Determining what actions you would have to take to perform fine-grained recovery at the transaction level. If you fully understand and take into account existing dependencies, it may be possible to perform a table-based undo operation to roll back a set of changes.
Performance tuning and capacity planning through trend analysis. You can determine which tables get the most updates and inserts. That information provides a historical perspective on disk access statistics, which can be used for tuning purposes.
Performing post-auditing.

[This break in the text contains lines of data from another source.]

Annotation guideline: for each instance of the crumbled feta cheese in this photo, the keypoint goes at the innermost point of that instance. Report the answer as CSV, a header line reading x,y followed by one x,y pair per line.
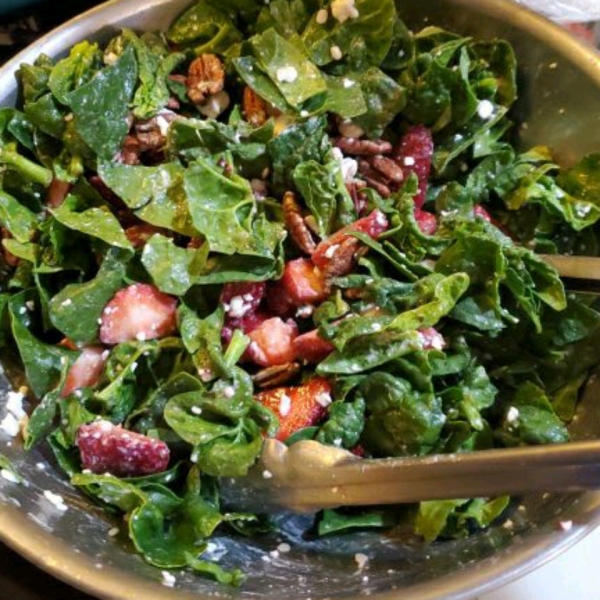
x,y
349,129
14,404
285,405
168,579
56,500
485,109
322,16
10,425
336,53
331,250
361,560
566,525
342,10
324,399
215,105
512,415
9,476
287,74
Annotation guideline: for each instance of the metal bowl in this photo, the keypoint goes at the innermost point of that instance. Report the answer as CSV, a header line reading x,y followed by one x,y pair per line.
x,y
559,106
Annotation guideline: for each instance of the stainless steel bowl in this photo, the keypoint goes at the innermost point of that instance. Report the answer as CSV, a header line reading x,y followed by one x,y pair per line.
x,y
559,106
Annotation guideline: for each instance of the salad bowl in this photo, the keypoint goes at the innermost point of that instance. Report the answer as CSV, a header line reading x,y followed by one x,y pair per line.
x,y
76,542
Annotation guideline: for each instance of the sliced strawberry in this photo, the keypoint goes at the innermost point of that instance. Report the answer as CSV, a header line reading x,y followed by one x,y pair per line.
x,y
86,371
57,192
297,407
302,282
246,324
431,339
373,225
108,448
138,312
240,299
272,342
479,211
414,154
426,221
312,348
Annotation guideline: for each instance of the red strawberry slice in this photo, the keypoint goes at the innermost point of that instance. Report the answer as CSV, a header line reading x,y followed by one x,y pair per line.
x,y
414,154
86,371
302,282
240,299
312,348
373,225
57,192
479,211
431,339
138,312
272,342
108,448
426,221
297,407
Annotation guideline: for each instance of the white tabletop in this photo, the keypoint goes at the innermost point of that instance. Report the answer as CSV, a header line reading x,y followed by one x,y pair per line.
x,y
574,575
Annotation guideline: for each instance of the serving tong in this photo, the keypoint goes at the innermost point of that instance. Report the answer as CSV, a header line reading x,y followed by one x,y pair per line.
x,y
308,476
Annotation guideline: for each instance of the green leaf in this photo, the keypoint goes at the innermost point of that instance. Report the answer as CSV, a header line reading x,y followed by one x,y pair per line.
x,y
97,222
100,106
77,308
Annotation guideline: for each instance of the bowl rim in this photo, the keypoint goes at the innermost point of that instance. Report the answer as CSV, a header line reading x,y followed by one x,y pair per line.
x,y
58,559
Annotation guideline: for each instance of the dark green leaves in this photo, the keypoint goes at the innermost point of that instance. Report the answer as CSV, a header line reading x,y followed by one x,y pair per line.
x,y
100,106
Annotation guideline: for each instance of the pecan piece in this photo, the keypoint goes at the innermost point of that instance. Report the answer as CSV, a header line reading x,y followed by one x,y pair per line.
x,y
388,168
342,260
362,147
277,375
206,76
294,221
255,109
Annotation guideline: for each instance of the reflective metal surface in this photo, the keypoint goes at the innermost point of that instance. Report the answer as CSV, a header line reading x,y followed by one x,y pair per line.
x,y
559,106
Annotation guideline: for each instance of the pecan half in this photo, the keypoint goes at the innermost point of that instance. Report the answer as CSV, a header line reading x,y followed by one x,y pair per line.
x,y
388,168
277,375
295,224
206,76
255,109
362,147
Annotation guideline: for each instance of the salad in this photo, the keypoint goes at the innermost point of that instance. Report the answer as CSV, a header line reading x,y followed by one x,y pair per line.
x,y
292,219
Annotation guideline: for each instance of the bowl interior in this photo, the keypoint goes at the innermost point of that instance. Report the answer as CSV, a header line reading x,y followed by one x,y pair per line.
x,y
75,545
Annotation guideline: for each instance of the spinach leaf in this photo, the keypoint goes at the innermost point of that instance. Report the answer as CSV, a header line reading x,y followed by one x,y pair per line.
x,y
76,309
100,106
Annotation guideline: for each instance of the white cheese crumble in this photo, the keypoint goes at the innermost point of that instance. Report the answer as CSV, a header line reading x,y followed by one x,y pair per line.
x,y
322,16
512,415
336,53
9,476
566,525
485,109
285,405
349,129
56,500
342,10
324,399
168,579
287,74
361,560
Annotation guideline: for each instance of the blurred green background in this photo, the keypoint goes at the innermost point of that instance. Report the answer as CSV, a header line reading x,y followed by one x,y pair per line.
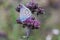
x,y
8,16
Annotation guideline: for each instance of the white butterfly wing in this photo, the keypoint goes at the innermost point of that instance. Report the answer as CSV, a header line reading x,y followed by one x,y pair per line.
x,y
25,13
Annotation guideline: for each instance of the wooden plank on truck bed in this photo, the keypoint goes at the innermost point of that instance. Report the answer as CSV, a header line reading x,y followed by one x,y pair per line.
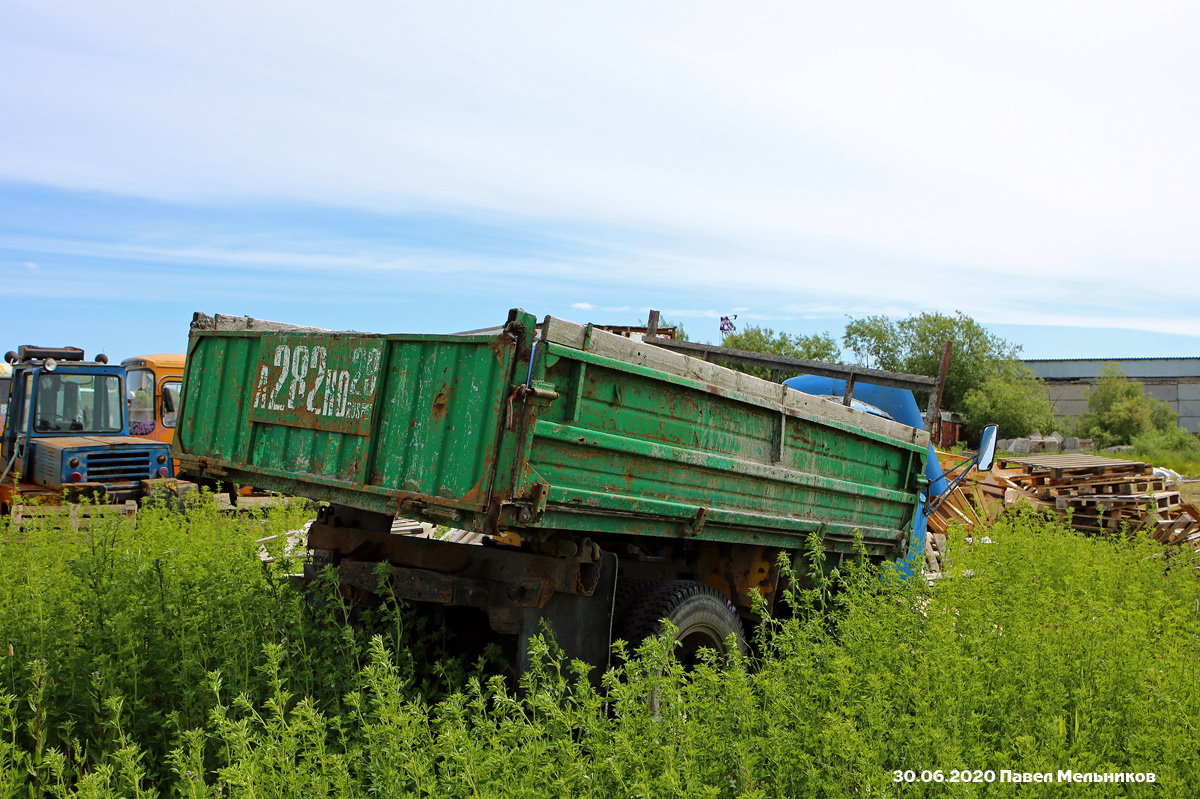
x,y
606,344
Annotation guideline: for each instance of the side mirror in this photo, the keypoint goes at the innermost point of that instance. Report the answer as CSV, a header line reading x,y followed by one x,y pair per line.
x,y
988,449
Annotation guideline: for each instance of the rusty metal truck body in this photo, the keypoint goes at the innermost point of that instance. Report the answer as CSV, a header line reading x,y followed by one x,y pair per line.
x,y
597,469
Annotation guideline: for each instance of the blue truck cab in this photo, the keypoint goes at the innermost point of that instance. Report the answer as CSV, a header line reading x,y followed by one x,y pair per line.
x,y
66,433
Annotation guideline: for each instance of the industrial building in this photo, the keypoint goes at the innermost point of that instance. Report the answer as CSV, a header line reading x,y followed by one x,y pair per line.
x,y
1175,380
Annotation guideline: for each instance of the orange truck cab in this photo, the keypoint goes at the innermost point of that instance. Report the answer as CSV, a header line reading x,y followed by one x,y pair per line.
x,y
153,391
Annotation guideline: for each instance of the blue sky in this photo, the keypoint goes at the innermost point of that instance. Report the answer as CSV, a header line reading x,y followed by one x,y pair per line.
x,y
402,167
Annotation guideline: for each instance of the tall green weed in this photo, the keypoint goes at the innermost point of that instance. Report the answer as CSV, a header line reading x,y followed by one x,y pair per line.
x,y
209,677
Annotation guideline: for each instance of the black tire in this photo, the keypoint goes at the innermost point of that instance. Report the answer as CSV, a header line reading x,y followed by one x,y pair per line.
x,y
629,592
703,617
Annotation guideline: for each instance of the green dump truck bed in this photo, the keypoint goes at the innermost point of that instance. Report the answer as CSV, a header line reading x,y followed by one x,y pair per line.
x,y
541,431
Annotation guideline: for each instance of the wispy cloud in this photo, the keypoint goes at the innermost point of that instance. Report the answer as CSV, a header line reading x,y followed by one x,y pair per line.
x,y
793,162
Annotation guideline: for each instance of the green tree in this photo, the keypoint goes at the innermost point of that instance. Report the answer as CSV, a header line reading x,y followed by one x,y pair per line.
x,y
915,344
983,367
817,347
1012,397
1119,409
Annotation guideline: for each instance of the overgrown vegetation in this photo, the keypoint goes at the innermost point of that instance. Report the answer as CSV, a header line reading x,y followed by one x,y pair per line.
x,y
987,382
819,347
162,659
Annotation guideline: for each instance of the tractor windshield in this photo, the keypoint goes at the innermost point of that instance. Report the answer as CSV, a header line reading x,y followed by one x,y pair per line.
x,y
78,403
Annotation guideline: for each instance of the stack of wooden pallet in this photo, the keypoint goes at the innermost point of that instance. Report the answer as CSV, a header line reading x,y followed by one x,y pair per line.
x,y
1095,494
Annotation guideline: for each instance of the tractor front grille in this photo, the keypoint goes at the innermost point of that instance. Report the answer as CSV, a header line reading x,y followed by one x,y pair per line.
x,y
126,466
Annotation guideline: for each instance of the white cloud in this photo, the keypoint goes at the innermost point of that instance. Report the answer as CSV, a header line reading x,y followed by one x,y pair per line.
x,y
1025,162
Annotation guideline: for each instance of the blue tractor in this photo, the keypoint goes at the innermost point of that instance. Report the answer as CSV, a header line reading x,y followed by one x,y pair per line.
x,y
66,434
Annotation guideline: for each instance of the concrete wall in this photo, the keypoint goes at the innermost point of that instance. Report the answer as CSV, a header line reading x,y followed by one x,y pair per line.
x,y
1175,380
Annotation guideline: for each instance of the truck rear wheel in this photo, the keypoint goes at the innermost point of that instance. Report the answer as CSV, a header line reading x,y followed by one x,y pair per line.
x,y
703,617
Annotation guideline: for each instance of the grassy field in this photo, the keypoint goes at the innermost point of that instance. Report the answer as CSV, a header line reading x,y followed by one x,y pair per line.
x,y
163,659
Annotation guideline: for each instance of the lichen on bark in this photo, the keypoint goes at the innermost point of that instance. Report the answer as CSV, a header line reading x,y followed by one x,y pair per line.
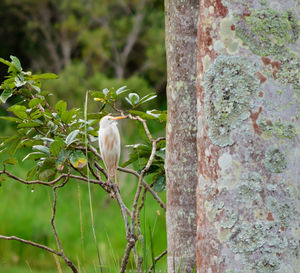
x,y
229,84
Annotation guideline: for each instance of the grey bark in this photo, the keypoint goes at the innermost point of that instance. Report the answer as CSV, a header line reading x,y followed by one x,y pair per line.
x,y
181,161
248,205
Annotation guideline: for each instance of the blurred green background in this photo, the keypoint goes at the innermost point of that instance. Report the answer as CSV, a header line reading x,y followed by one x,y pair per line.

The redo log files contain all the information necessary to track any DML and DDL statements run on the database, the order in which they were run, and who executed them.
DBVERIFY is an external command-line utility that performs a physical data structure integrity check. It can be used on offline or online databases, as well on backup files. You use DBVERIFY primarily when you need to ensure that a backup database (or datafile) is valid before it is restored or as a diagnostic aid when you have encountered data corruption problems.
Because DBVERIFY can be run against an offline database, integrity checks are significantly faster.
DBVERIFY checks are limited to cache-managed blocks (that is, data blocks). Because DBVERIFY is only for use with datafiles, it will not work against control files or redo logs.
There are two command-line interfaces to DBVERIFY. With the first interface, you specify disk blocks of a single datafile for checking. With the second interface, you specify a segment for checking.
DBNEWID is a database utility that can change the internal, unique database identifier (DBID) and the database name (DBNAME) for an operational database. The DBNEWID utility lets you change any of the following:
Only the DBID of a database
Only the DBNAME of a database
Both the DBNAME and DBID of a database
Therefore, you can manually create a copy of a database and give it a new DBNAME and DBID by re-creating the control file, and you can register a seed database and a manually copied database together in the same RMAN repository.